Ivan's eyes lit up when I mentioned how much I enjoyed the noodles, clearly taking great pleasure in his creation. The challenge of combining flours, rolling techniques, and recipes is for him as much about craft as it is about flavor and texture. He loves devising something tasty and satisfying for his customers to enjoy, and that keeps them coming back again and again. The noodle is the other half of his ramen equation.

"Many ramen shops don't pride themselves on noddles, but on their soup. To me, making a memorable noodle is as important as a memorable soup," said Ivan.

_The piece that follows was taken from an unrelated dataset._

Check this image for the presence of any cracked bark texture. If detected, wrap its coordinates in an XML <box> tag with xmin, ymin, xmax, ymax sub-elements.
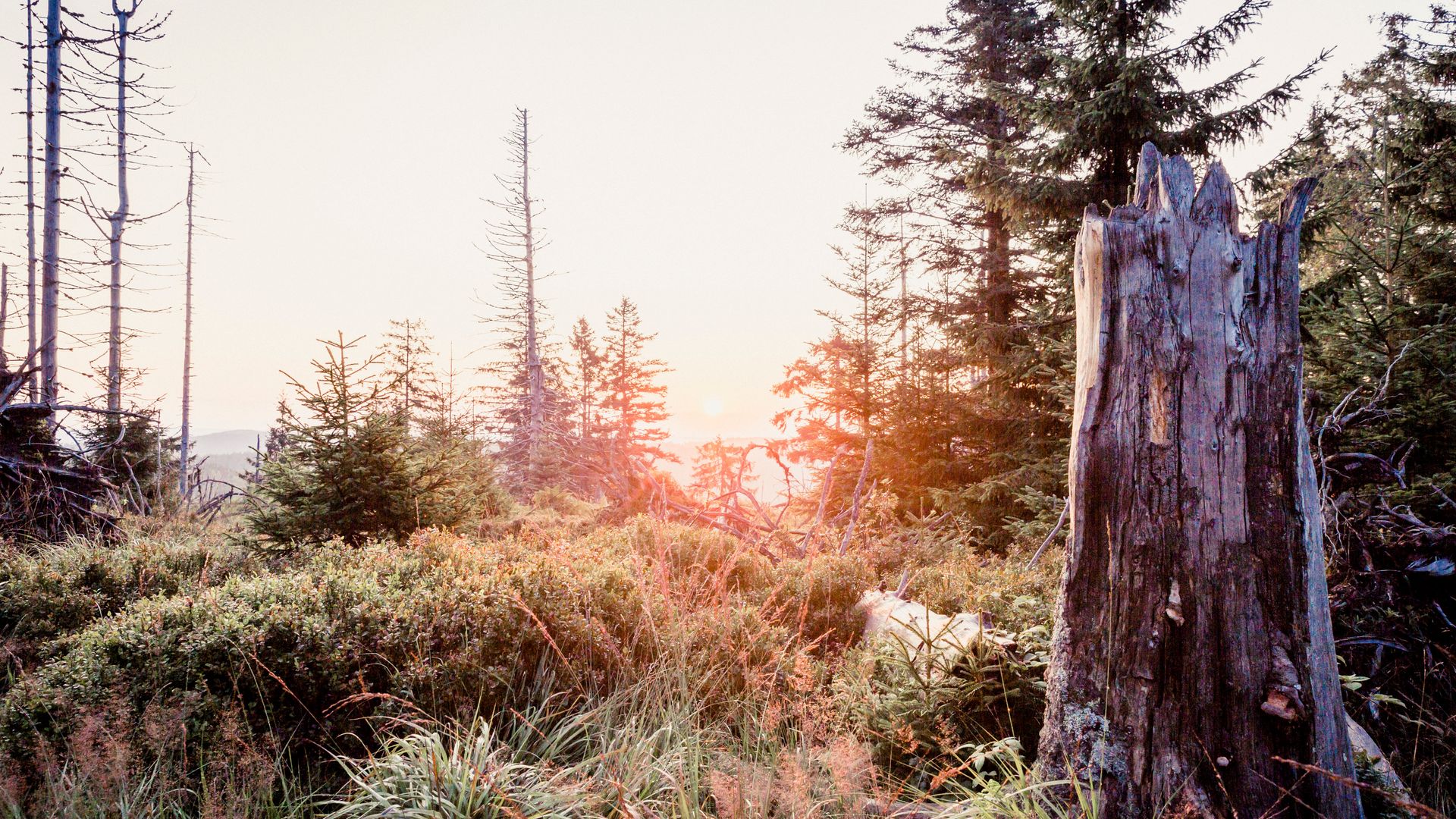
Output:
<box><xmin>1040</xmin><ymin>144</ymin><xmax>1360</xmax><ymax>819</ymax></box>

And it's about his customers. Keeping them happy and intrigued with his food while still experimenting with flavors and combinations is his pleasure and his challenge. "The barometer is is it tasty enough? I want my customers leaving here saying, 'That's the best noodle I've ever had.' and they do."

What I found most appealing about Ivan's ramen (other than the noodles) was the philosophy behind it. "Slow food...fast" is his mantra, and the idea that "...fast food doesn't have to be junk." Ivan's commitment to creating the best ramen he can for his customers - ramen kodawari - means combining his experience and talent with his love of food, Japan itself, and ramen and bringing all of that to bear in each bowl. Traditionally a 'fast' food in Japan, Ivan takes the time to build a mouthwatering bowl of comfort from the best raw materials he can find. Watching him work behind the counter - tasting the broth, arranging the chillis and sliced onions, and gauging each customers reaction as they take that first slurp - made it clear that this was more than just noodles and broth with a bit of pork thrown in for good measure. It was craftsmanship.

Worlds of Flavor Invitation
The skill and passion Ivan puts in every steaming bowl has resulted in recognition beyond the line outside his shop. Invited to participate in the Culinary Institute of America's 13th Annual Worlds of Flavor International Conference and Festival this year as a Japanese chef he is brimming with joy. The event, considered to be one of the premier events of the food world, brings chefs, food critics, and foodies of all types together for three days of intense learning, tasting, and talk. The theme for this year? Japan: Flavors of Culture.

"I'm very passionate, and I'm the only one (foreigner) doing this stuff. I'm bilingual culinarily and linguistically. I'm very happy and very honored on three levels. I'm an American making ramen, affiliated with Japan, and an alumni," said Ivan.

Restaurant Details
Ivan Ramen
3-24-7 Minamikarasuyama
Setagaya-ku, Tokyo
Rokakouen Station (North exit) on the Keio-honsen line.